Nearly a third of arms exports authorised by Britain over the past decade were to nations identified by the government as among the worst for human rights, new figures reveal.
Military arms deals worth an estimated £39bn were approved between 2008 and 2017, £12bn of which went to states included on the Foreign and Commonwealth Office human rights “priority countries” list, according to analysis by Action on Armed Violence.
Over that period, the only country on the 30-strong watchlist to which Britain did not approve arms export deals was North Korea.
The analysis of the figures, collated by the Campaign Against the Arms Trade using export control data from the Department for International Trade, shows a clear upward trend in arms sales approved to watchlist countries, although individual years vary. The values are likely to be a “conservative estimate”, CAAT said, due to an opaque system of “open” licences that allow an unlimited number of consignments over a fixed period.
The DIT confirmed open licences are included among export licence figures, but has denied they are subject to less scrutiny.

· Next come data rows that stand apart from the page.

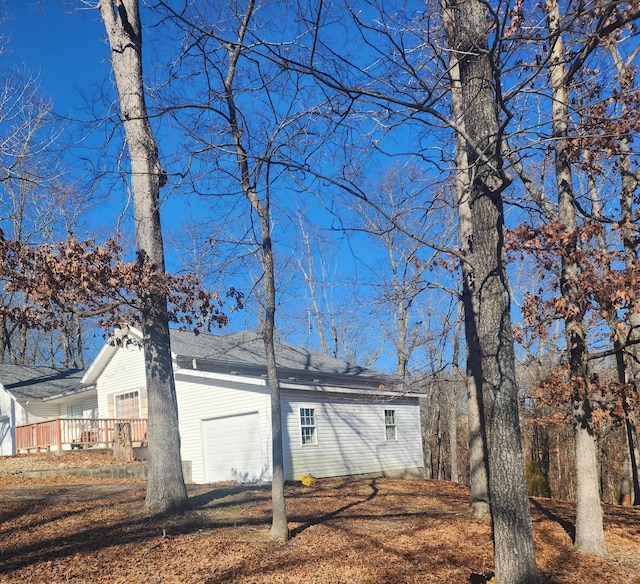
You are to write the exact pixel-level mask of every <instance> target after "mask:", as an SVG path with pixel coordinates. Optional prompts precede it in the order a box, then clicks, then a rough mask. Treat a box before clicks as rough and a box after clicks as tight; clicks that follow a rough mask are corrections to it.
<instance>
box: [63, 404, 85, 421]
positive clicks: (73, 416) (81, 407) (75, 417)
mask: <svg viewBox="0 0 640 584" xmlns="http://www.w3.org/2000/svg"><path fill="white" fill-rule="evenodd" d="M84 417H85V415H84V404H72V405H69V406H67V418H70V419H72V420H78V419H81V418H84Z"/></svg>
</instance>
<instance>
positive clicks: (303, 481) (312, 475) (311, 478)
mask: <svg viewBox="0 0 640 584" xmlns="http://www.w3.org/2000/svg"><path fill="white" fill-rule="evenodd" d="M316 481H317V479H316V477H314V476H313V475H310V474H309V473H305V474H303V475H302V476H301V477H300V482H301V483H302V484H303V485H304V486H305V487H313V485H315V484H316Z"/></svg>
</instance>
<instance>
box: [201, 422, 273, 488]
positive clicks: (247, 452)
mask: <svg viewBox="0 0 640 584" xmlns="http://www.w3.org/2000/svg"><path fill="white" fill-rule="evenodd" d="M202 428H203V429H202V432H203V442H204V469H205V480H206V481H207V482H209V483H212V482H215V481H230V480H233V481H238V482H240V483H254V482H260V481H262V480H264V479H265V473H266V471H267V467H266V465H265V464H264V461H263V459H262V444H261V441H260V425H259V417H258V413H257V412H252V413H249V414H241V415H237V416H227V417H224V418H214V419H211V420H205V421H204V422H203V424H202Z"/></svg>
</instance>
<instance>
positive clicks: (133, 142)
mask: <svg viewBox="0 0 640 584" xmlns="http://www.w3.org/2000/svg"><path fill="white" fill-rule="evenodd" d="M98 7H99V9H100V13H101V15H102V19H103V20H104V24H105V27H106V30H107V36H108V39H109V46H110V48H111V63H112V67H113V73H114V76H115V80H116V86H117V89H118V95H119V100H120V110H121V121H122V124H123V126H124V130H125V135H126V142H127V147H128V151H129V159H130V163H131V191H132V195H133V201H134V215H135V228H136V242H137V248H138V255H139V257H140V258H142V259H144V260H145V261H149V262H151V263H152V264H153V266H154V269H155V270H156V272H157V273H159V274H162V273H164V271H165V268H164V265H165V263H164V248H163V241H162V231H161V227H160V189H161V188H162V187H163V186H164V184H165V183H166V180H167V175H166V172H165V171H164V170H163V168H162V165H161V163H160V158H159V153H158V146H157V143H156V140H155V137H154V135H153V131H152V129H151V124H150V122H149V117H148V115H147V107H146V103H145V89H144V77H143V72H142V25H141V22H140V13H139V6H138V0H100V2H99V4H98ZM142 301H143V304H142V308H141V319H140V322H141V328H142V334H143V348H144V359H145V371H146V380H147V388H148V392H149V477H148V483H147V496H146V500H145V506H146V508H147V509H148V510H149V511H152V512H168V511H171V510H174V509H179V508H181V507H183V506H184V505H185V504H186V502H187V491H186V487H185V484H184V477H183V473H182V462H181V459H180V434H179V431H178V405H177V400H176V392H175V382H174V377H173V369H172V363H171V347H170V341H169V320H168V314H167V300H166V297H165V296H164V295H162V294H159V293H158V292H150V293H148V294H147V295H145V296H144V298H142Z"/></svg>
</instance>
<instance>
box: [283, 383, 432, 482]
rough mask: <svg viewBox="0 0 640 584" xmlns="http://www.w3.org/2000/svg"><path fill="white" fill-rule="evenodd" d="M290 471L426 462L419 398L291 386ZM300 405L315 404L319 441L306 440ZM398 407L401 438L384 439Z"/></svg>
mask: <svg viewBox="0 0 640 584" xmlns="http://www.w3.org/2000/svg"><path fill="white" fill-rule="evenodd" d="M282 406H283V409H282V416H283V430H284V433H285V436H284V444H285V446H284V458H285V477H286V479H287V480H297V479H299V478H300V475H302V474H304V473H311V474H312V475H314V476H316V477H319V478H320V477H329V476H343V475H357V474H368V473H372V474H373V473H380V474H392V473H398V472H403V471H407V470H415V469H418V468H421V467H423V464H424V463H423V457H422V438H421V433H420V414H419V408H418V400H417V399H416V400H408V399H405V400H394V401H389V400H374V399H373V398H362V397H361V398H358V397H356V396H349V397H344V396H341V395H338V394H332V395H331V394H329V395H327V394H325V395H320V394H317V393H313V392H304V391H298V392H293V391H290V390H286V391H283V393H282ZM300 408H314V410H315V423H316V434H317V444H313V445H311V444H309V445H305V446H302V444H301V442H302V440H301V435H300V417H299V410H300ZM385 409H392V410H395V417H396V426H397V438H398V439H397V440H395V441H387V440H386V439H385V423H384V410H385Z"/></svg>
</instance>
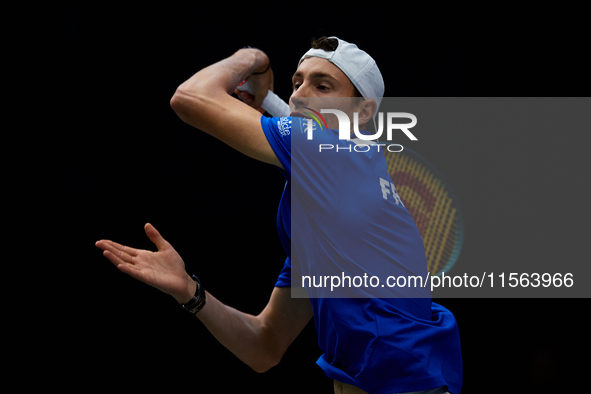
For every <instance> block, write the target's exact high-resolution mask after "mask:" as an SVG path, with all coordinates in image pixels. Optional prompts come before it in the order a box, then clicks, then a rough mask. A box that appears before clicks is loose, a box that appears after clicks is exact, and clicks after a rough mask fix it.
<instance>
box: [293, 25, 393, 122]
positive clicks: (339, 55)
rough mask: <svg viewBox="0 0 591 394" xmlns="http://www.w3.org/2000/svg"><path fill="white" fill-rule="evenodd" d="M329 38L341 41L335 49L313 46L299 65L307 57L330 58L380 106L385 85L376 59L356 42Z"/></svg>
mask: <svg viewBox="0 0 591 394" xmlns="http://www.w3.org/2000/svg"><path fill="white" fill-rule="evenodd" d="M328 38H334V39H336V40H338V42H339V44H338V46H337V48H336V49H335V50H334V51H331V52H327V51H325V50H322V49H313V48H312V49H310V50H309V51H308V52H306V53H305V54H304V56H302V57H301V59H300V61H299V63H298V66H299V65H300V63H301V62H302V61H303V60H304V59H305V58H307V57H320V58H323V59H326V60H328V61H329V62H331V63H332V64H334V65H335V66H337V67H338V68H339V69H340V70H341V71H342V72H343V73H345V75H346V76H347V77H348V78H349V80H350V81H351V83H352V84H353V86H355V87H356V88H357V90H359V93H361V95H362V96H363V97H364V98H365V99H373V100H375V101H376V104H377V106H378V108H379V107H380V102H381V101H382V98H383V97H384V90H385V86H384V79H383V78H382V73H380V69H379V68H378V66H377V64H376V62H375V60H374V59H373V58H372V57H371V56H369V55H368V54H367V52H365V51H362V50H361V49H359V48H358V47H357V45H355V44H351V43H348V42H346V41H343V40H341V39H340V38H338V37H334V36H333V37H328ZM376 113H377V111H376Z"/></svg>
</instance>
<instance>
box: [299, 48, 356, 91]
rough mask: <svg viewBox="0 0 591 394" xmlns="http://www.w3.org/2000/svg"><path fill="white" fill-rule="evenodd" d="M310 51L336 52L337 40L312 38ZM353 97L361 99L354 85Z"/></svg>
mask: <svg viewBox="0 0 591 394" xmlns="http://www.w3.org/2000/svg"><path fill="white" fill-rule="evenodd" d="M310 46H311V47H312V49H322V50H323V51H326V52H332V51H336V49H337V47H338V46H339V40H337V39H336V38H328V37H326V36H322V37H320V38H312V43H311V44H310ZM353 97H363V95H362V94H361V92H359V90H357V88H356V87H355V85H353Z"/></svg>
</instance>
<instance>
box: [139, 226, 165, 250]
mask: <svg viewBox="0 0 591 394" xmlns="http://www.w3.org/2000/svg"><path fill="white" fill-rule="evenodd" d="M144 231H145V232H146V235H147V236H148V238H150V241H152V242H153V243H154V245H156V247H157V248H158V250H162V249H164V248H165V247H166V246H168V242H166V240H165V239H164V238H162V235H160V233H159V232H158V230H156V228H155V227H154V226H152V225H151V224H150V223H146V225H145V226H144Z"/></svg>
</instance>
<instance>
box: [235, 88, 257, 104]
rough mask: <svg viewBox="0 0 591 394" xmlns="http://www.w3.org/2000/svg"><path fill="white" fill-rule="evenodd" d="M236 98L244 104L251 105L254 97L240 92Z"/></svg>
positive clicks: (253, 98) (242, 92) (248, 93)
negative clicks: (241, 101) (240, 100)
mask: <svg viewBox="0 0 591 394" xmlns="http://www.w3.org/2000/svg"><path fill="white" fill-rule="evenodd" d="M238 98H239V99H240V100H242V101H243V102H244V103H245V104H249V105H250V104H251V103H252V102H253V101H254V96H253V95H252V94H250V93H248V92H244V91H242V92H240V93H239V94H238Z"/></svg>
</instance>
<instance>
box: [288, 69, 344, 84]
mask: <svg viewBox="0 0 591 394" xmlns="http://www.w3.org/2000/svg"><path fill="white" fill-rule="evenodd" d="M309 77H310V78H312V79H322V78H325V79H330V80H332V81H335V82H338V80H337V79H336V78H335V77H333V76H332V75H330V74H327V73H323V72H320V71H315V72H312V73H310V74H309ZM293 78H304V73H302V72H301V71H296V72H295V73H294V74H293V77H292V79H293Z"/></svg>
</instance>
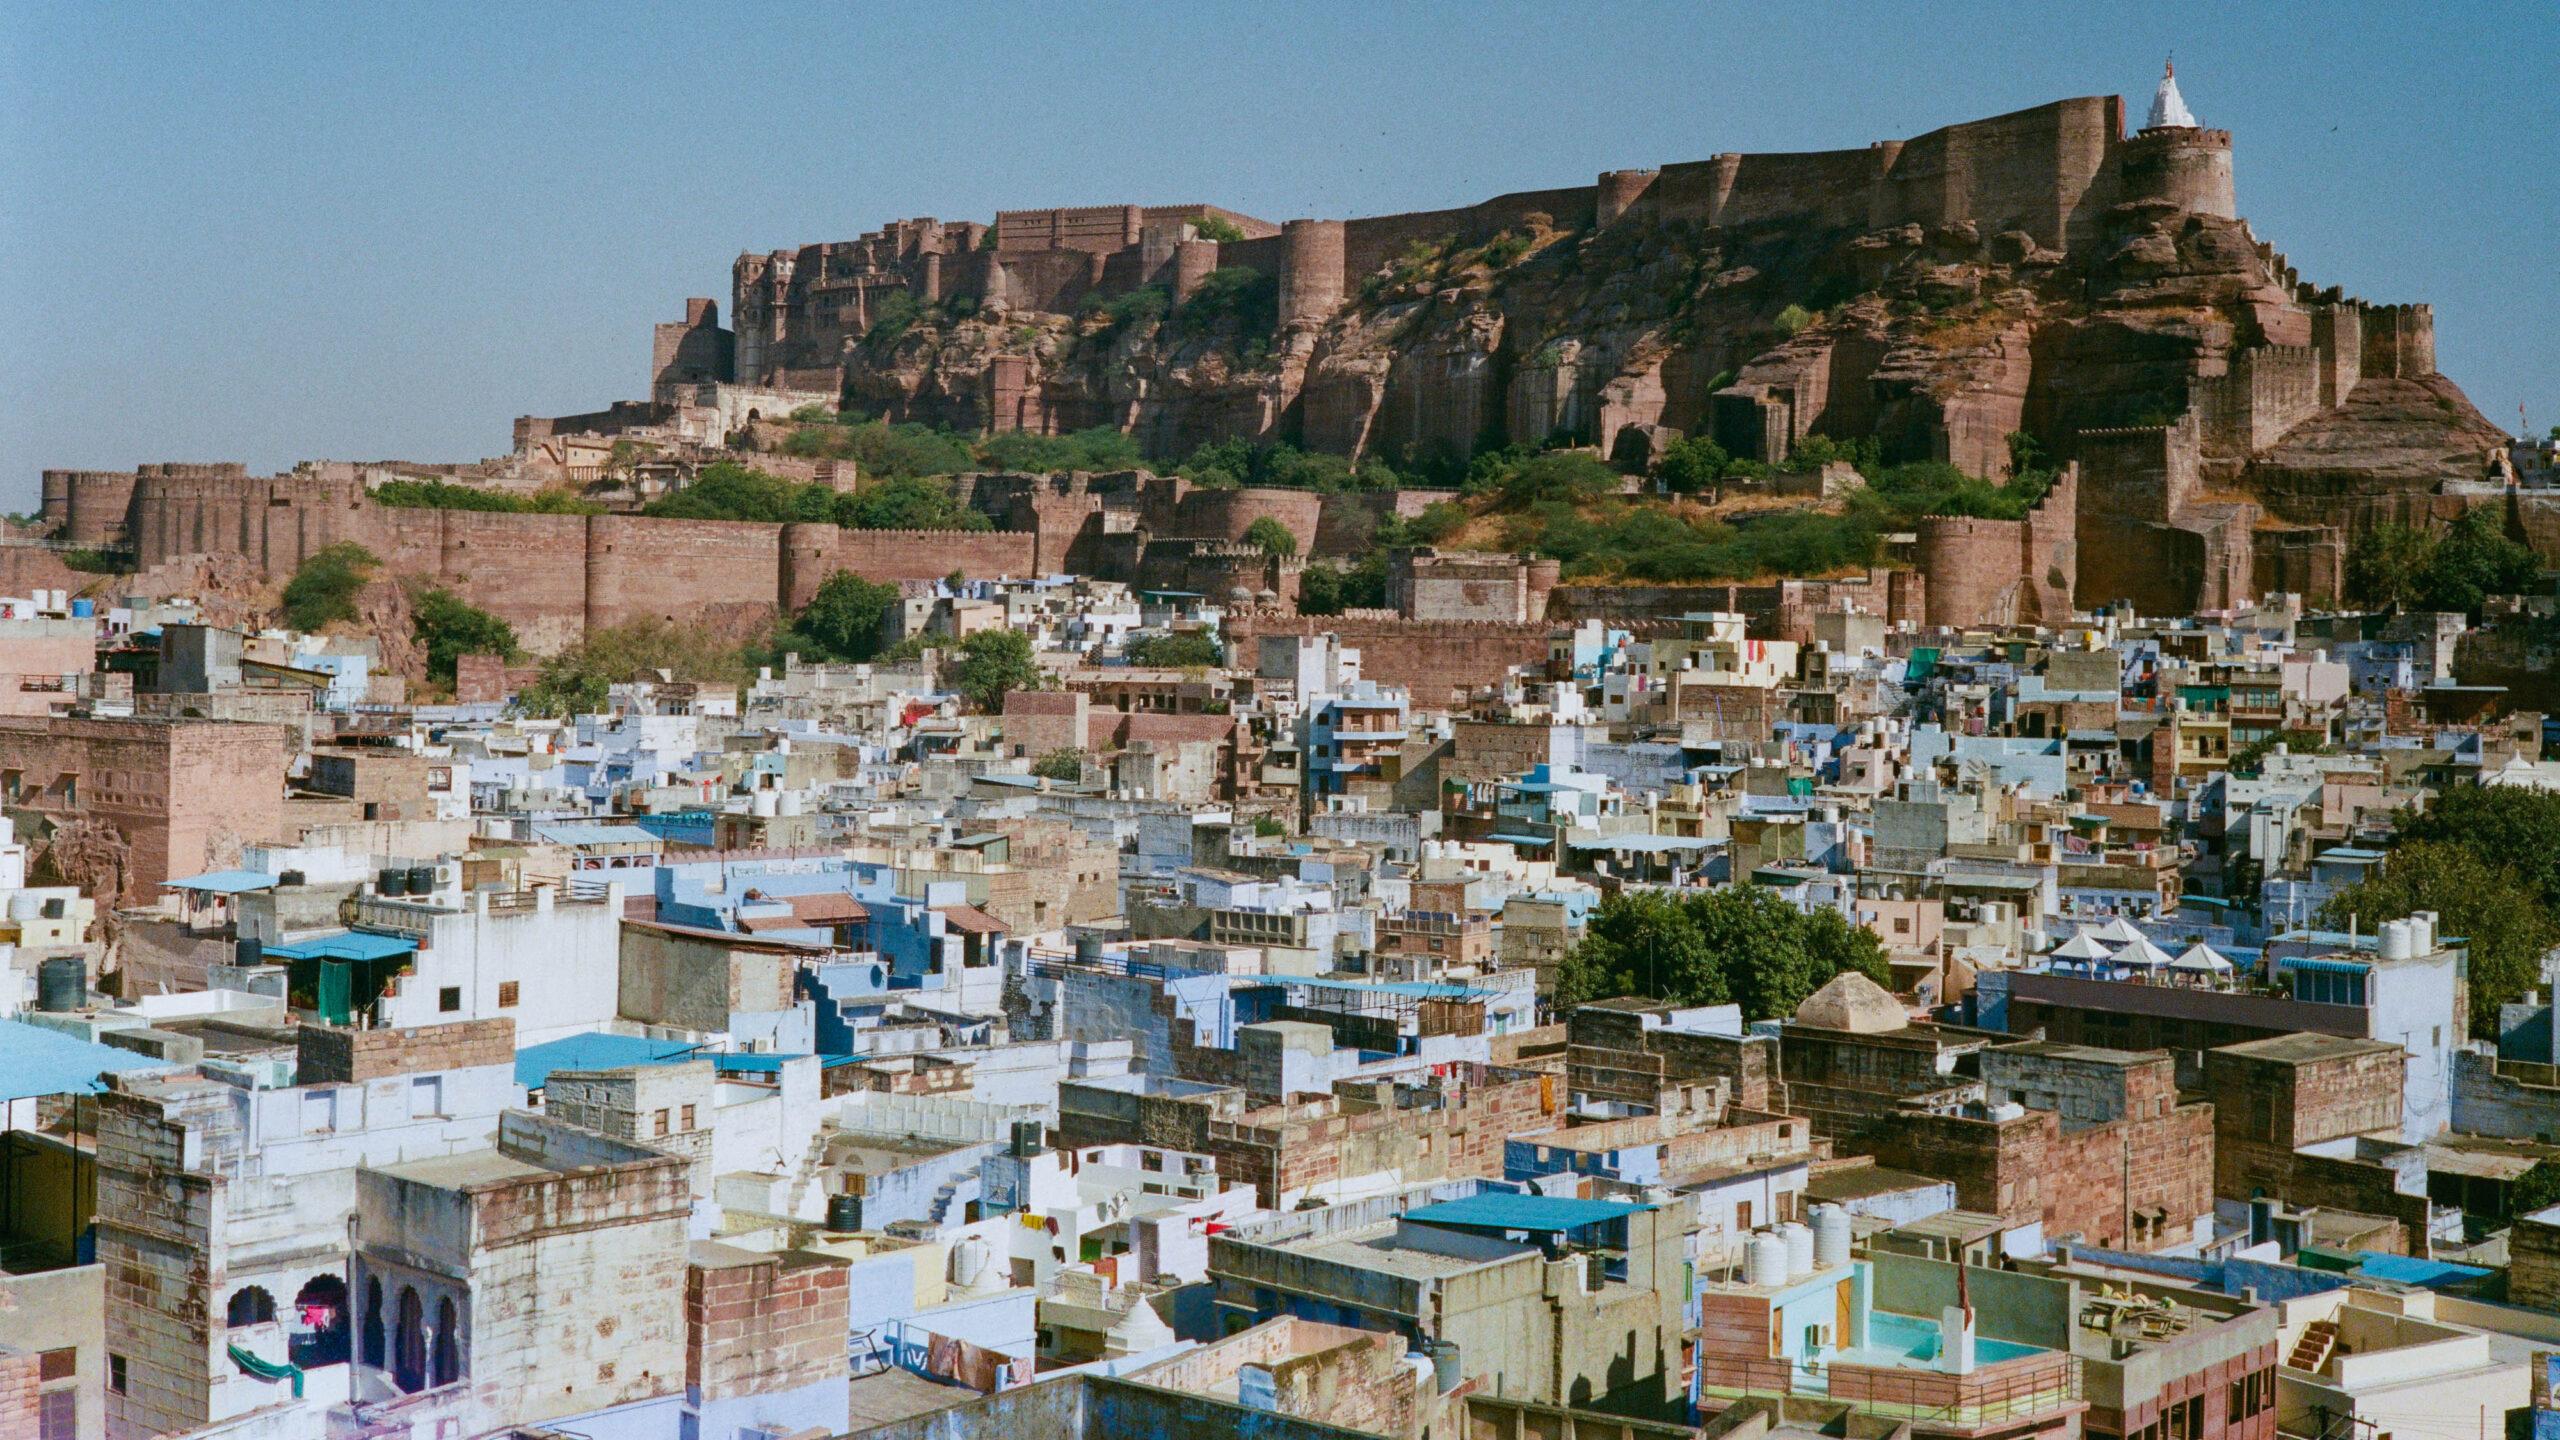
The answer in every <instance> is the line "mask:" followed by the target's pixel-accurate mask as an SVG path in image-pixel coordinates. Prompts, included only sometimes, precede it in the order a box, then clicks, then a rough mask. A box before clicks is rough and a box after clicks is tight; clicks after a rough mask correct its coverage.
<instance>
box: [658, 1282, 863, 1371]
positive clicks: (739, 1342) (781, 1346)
mask: <svg viewBox="0 0 2560 1440" xmlns="http://www.w3.org/2000/svg"><path fill="white" fill-rule="evenodd" d="M701 1250H704V1253H696V1258H694V1263H689V1266H686V1271H684V1322H686V1343H684V1384H686V1386H689V1389H691V1391H694V1394H696V1396H701V1399H748V1396H758V1394H783V1391H791V1389H799V1386H806V1384H814V1381H824V1379H842V1373H845V1330H847V1325H850V1322H852V1317H850V1294H852V1291H850V1286H847V1276H850V1266H847V1263H845V1261H842V1258H835V1256H809V1253H788V1256H753V1258H750V1256H742V1253H737V1250H727V1248H714V1245H704V1248H701Z"/></svg>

The data shows a record number of arms export licences to nations on the watchlist in 2017, almost double the previous year. While 2018 was not included in the study, the British deal to supply 48 Eurofighter Typhoons to Saudi Arabia, reported earlier this year, is worth £5bn alone, a value that dwarfs previous agreements.
In total, 5,782 export licences for military items in countries of concern were approved last year, worth £1.5bn, up from 2,477, worth £820m, in 2016.